The panel is in very good condition for its age. The pinstripe panels exhibit a few very faint, minor surface scuffs, specifically in the extreme lower edge of the back panel, from the metal elements coming in contact with the surface . This is typical of the artist’s work. An isolated area of in-painting to 4 black pinstripe lines, measuring approx.. ½ inch in length, is observed on the left side of the top panel. In the upper left corner of the upper panel, 3 isolated 1-inch lines of in-painting is observed. The suspended black painted metal elements on top and the suspended green metal elements on the bottom are all accounted for. The white painted frame shows gentle wear in the form of worn edges and minor dimensional cracking along the vertical seams on the side of the frame, which is consistent with the age of the work and the materials selected by the artist. Minor handling marks are visible on the extreme top and bottom white frame. The artwork is structurally sound and is ready to hang.
In response to your inquiry, we are pleased to provide you with a general report of the condition of the property described above. Since we are not professional conservators or restorers, we urge you to consult with a restorer or conservator of your choice who will be better able to provide a detailed, professional report. Prospective buyers should inspect each lot to satisfy themselves as to condition and must understand that any statement made by Sotheby's is merely a subjective qualified opinion.
NOTWITHSTANDING THIS REPORT OR ANY DISCUSSIONS CONCERNING CONDITION OF A LOT, ALL LOTS ARE OFFERED AND SOLD "AS IS" IN ACCORDANCE WITH THE CONDITIONS OF SALE PRINTED IN THE CATALOGUE.

Catalogue Note

Double écriture noir et vert is one of the earliest and most complex examples from Jesús Rafael Soto’s heralded Écriture series to appear at auction. Executed in 1966, Double écriture represents the most definitive and triumphant example of Soto’s fully-formed kinetic vocabulary; for him, the Écriture series was the apex of expressive perfection. Exhibited by the Guggenheim Museum, New York in 1974—Soto’s first major museum retrospective organized in the United States— Double écriture solidified Soto as the father of Kineticism. Jean Clay not only placed him on the cover of ROBHO, he proclaimed him as the artist who magnificently put “painting into extinction” (Susan Green, et. al, Kinesthesia: Latin American Kinetic Art, 1954-1969, 2017, p. 123). Having surpassed the confines of Neo-Plasticism, which Soto conceded as the only valid point of inception for significant and historical painting, he reaches a personal and original language with Double écriture noir et vert, one influenced by music’s relational structure, its codification of sound and temporality to create a phenomena of illusion.

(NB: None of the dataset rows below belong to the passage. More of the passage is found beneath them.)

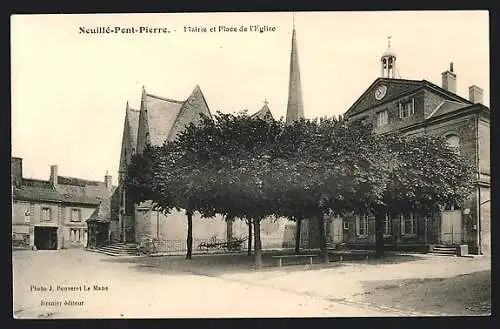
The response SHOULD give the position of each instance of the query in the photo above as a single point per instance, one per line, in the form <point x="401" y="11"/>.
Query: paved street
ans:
<point x="150" y="287"/>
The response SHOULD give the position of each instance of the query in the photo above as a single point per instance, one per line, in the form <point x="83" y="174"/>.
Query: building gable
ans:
<point x="390" y="89"/>
<point x="191" y="112"/>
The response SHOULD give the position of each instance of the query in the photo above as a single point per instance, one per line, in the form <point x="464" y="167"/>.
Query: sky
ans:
<point x="69" y="89"/>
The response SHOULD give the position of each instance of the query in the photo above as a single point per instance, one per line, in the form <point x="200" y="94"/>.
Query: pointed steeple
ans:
<point x="295" y="108"/>
<point x="143" y="99"/>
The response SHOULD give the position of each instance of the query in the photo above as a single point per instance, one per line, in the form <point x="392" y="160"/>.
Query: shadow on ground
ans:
<point x="218" y="264"/>
<point x="466" y="294"/>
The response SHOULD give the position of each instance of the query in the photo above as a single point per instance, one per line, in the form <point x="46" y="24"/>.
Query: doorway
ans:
<point x="337" y="230"/>
<point x="451" y="227"/>
<point x="45" y="238"/>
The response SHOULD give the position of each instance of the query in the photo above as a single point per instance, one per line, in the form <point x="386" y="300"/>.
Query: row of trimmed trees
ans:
<point x="247" y="168"/>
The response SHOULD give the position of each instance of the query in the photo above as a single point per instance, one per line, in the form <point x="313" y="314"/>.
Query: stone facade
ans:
<point x="438" y="112"/>
<point x="52" y="214"/>
<point x="161" y="119"/>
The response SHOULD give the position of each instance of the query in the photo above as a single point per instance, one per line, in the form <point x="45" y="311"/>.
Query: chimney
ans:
<point x="475" y="94"/>
<point x="449" y="80"/>
<point x="108" y="181"/>
<point x="16" y="170"/>
<point x="53" y="175"/>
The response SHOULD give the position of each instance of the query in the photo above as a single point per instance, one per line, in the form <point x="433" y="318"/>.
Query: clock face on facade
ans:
<point x="380" y="92"/>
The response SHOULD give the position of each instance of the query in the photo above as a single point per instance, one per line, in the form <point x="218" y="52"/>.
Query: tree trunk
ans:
<point x="189" y="240"/>
<point x="229" y="228"/>
<point x="249" y="237"/>
<point x="379" y="234"/>
<point x="322" y="239"/>
<point x="298" y="223"/>
<point x="258" y="245"/>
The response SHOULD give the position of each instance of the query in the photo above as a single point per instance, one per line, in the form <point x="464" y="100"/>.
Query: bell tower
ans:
<point x="388" y="62"/>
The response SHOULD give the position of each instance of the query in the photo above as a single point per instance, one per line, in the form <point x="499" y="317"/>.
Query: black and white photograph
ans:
<point x="251" y="165"/>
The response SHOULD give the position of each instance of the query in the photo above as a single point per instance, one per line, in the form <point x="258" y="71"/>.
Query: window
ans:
<point x="408" y="224"/>
<point x="382" y="118"/>
<point x="387" y="225"/>
<point x="46" y="215"/>
<point x="27" y="214"/>
<point x="362" y="222"/>
<point x="77" y="235"/>
<point x="75" y="215"/>
<point x="406" y="109"/>
<point x="453" y="142"/>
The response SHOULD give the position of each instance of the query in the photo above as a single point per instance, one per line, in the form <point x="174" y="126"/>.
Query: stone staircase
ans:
<point x="443" y="250"/>
<point x="118" y="249"/>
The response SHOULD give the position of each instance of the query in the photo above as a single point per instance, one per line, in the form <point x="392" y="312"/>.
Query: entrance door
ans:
<point x="128" y="229"/>
<point x="451" y="227"/>
<point x="45" y="238"/>
<point x="337" y="230"/>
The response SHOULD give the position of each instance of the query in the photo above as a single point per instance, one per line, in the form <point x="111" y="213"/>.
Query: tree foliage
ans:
<point x="239" y="166"/>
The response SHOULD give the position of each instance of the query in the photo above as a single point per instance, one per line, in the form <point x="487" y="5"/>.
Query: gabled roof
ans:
<point x="36" y="193"/>
<point x="129" y="136"/>
<point x="446" y="107"/>
<point x="81" y="190"/>
<point x="30" y="182"/>
<point x="191" y="112"/>
<point x="397" y="88"/>
<point x="161" y="116"/>
<point x="133" y="125"/>
<point x="264" y="113"/>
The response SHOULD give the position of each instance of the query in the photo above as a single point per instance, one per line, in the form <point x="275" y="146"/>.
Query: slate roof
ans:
<point x="264" y="113"/>
<point x="108" y="208"/>
<point x="396" y="88"/>
<point x="80" y="190"/>
<point x="162" y="114"/>
<point x="36" y="193"/>
<point x="447" y="107"/>
<point x="133" y="123"/>
<point x="163" y="118"/>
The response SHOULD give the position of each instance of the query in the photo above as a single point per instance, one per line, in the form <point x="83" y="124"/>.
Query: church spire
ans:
<point x="295" y="109"/>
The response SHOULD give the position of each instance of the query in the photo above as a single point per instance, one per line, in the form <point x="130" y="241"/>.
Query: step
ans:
<point x="444" y="250"/>
<point x="444" y="254"/>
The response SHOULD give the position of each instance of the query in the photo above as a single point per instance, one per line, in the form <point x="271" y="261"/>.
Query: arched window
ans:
<point x="454" y="142"/>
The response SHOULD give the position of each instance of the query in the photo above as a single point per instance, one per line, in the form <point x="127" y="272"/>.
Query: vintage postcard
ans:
<point x="93" y="95"/>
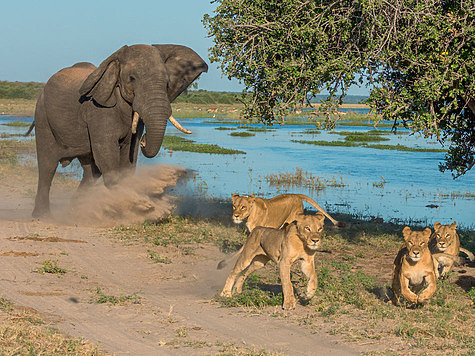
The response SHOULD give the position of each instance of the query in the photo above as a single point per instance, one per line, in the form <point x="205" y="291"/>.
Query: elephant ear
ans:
<point x="183" y="65"/>
<point x="100" y="84"/>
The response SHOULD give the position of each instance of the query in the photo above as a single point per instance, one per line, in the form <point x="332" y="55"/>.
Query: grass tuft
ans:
<point x="177" y="143"/>
<point x="52" y="267"/>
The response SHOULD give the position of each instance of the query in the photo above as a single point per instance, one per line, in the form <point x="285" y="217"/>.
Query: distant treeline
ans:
<point x="31" y="90"/>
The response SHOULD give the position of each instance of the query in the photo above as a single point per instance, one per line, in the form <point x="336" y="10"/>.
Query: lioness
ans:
<point x="274" y="212"/>
<point x="297" y="240"/>
<point x="414" y="268"/>
<point x="444" y="245"/>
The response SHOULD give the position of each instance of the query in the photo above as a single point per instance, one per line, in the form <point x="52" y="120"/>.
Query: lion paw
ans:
<point x="289" y="304"/>
<point x="226" y="293"/>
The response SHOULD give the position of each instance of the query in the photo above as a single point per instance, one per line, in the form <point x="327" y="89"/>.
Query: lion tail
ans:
<point x="224" y="263"/>
<point x="30" y="129"/>
<point x="319" y="208"/>
<point x="470" y="255"/>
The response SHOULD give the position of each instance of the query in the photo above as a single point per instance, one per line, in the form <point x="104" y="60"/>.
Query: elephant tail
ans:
<point x="30" y="129"/>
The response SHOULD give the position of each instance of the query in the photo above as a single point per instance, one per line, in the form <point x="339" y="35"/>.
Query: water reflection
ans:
<point x="380" y="183"/>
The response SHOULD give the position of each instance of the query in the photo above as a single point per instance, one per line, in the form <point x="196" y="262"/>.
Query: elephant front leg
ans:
<point x="287" y="288"/>
<point x="107" y="158"/>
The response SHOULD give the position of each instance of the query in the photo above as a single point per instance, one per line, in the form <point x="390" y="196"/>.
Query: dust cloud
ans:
<point x="134" y="199"/>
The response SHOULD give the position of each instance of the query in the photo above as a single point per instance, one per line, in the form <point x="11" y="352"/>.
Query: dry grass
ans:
<point x="23" y="331"/>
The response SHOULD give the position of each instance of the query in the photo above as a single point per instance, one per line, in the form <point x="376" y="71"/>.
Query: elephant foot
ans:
<point x="38" y="213"/>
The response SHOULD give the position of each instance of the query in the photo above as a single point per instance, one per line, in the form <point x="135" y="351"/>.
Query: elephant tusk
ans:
<point x="178" y="125"/>
<point x="135" y="121"/>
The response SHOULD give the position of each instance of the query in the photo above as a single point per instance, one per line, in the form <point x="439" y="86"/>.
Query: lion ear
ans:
<point x="427" y="232"/>
<point x="320" y="216"/>
<point x="406" y="232"/>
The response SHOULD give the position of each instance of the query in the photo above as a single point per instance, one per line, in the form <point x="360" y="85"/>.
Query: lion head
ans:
<point x="416" y="242"/>
<point x="444" y="235"/>
<point x="310" y="229"/>
<point x="242" y="207"/>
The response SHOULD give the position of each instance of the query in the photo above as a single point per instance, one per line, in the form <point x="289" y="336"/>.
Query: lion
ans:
<point x="274" y="212"/>
<point x="444" y="245"/>
<point x="414" y="268"/>
<point x="297" y="240"/>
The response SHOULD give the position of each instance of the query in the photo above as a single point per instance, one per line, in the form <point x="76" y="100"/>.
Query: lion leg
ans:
<point x="243" y="262"/>
<point x="444" y="263"/>
<point x="258" y="262"/>
<point x="308" y="268"/>
<point x="470" y="255"/>
<point x="429" y="291"/>
<point x="287" y="288"/>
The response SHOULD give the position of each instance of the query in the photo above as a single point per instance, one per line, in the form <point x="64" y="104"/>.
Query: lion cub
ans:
<point x="297" y="241"/>
<point x="445" y="247"/>
<point x="414" y="268"/>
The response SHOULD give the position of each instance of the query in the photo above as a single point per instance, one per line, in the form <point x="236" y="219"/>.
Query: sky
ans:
<point x="38" y="38"/>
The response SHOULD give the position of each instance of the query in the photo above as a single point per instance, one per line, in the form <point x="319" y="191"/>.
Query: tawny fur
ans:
<point x="444" y="245"/>
<point x="414" y="269"/>
<point x="296" y="241"/>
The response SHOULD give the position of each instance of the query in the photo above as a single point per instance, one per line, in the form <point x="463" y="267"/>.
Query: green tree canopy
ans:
<point x="417" y="55"/>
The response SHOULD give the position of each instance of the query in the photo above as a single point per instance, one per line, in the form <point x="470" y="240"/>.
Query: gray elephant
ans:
<point x="98" y="115"/>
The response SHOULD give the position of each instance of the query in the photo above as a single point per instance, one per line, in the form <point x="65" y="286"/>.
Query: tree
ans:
<point x="418" y="55"/>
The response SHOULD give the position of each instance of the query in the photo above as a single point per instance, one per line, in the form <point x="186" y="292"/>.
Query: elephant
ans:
<point x="99" y="114"/>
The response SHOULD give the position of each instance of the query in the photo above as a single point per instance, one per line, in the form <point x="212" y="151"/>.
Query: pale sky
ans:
<point x="38" y="38"/>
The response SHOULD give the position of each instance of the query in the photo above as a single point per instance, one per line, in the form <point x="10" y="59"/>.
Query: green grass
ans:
<point x="223" y="128"/>
<point x="252" y="296"/>
<point x="177" y="143"/>
<point x="260" y="129"/>
<point x="52" y="267"/>
<point x="353" y="268"/>
<point x="364" y="137"/>
<point x="241" y="134"/>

Soto began as a painter and out of painting developed kinetic relief constructions which gradually grew into autonomous environments. As a student at the revered Escuela de Artes Plásticas in Caracas, his first serious creative revelation came from a Cubist still-life by Georges Braque, from which he began absorbing the lessons of geometric simplification. Upon his arrival in Paris in 1950 at the age of 27, he next encountered the works of Kazimir Malevich (White on White, 1918) and Piet Mondrian (Broadway Boogie Woogie, 1942-43). Although he found inspiration in them, Soto identified unresolved problems in these two paintings. This question would become the central focus and inspiration of his entire artistic production: what is an object’s position in time and space? Soto’s ultimate solution was and still is the brilliant and essential coup of Kinetic art. Deftly described by his biographer and lauded art historian, Alfredo Boulton: “In Soto’s works, the visual and tangible elements of Mondrian’s paintings were physically materialized by means of structural elements which made space visible, tangible, mobile, active, and at the same time, immaterial or incorporeal. Soto had to construct an artistic vocabulary which permitted him to articulate that which others had not envisioned, to enter into the life of space itself by means of new expressive materials. Departing from the mechanical mobility of Moholy-Nagy, who rotated his form by electrical means, from Calder, who discovered how a slight breeze could be converted into art and how a puff of air could become color, harmony and delight, Soto opened up new territories which none had thought to explore.” (Alfredo Boulton, Soto, Space in Art, Milan, 1985, pp. 15-6) More important, Soto would employ the same mechanisms as the great masters of Western Baroque musical composition, in which each melodic and harmonic line is painstakingly written to form a rational and perfect Gesamtkunstwerk, a complete work of art. In this series, the influence of Johannes Sebastian Bach is clearly evidenced in Soto’s disciplined structure of synchronized repetition, which reveals a severe precision that borders the illusion of impulsion and improvisation.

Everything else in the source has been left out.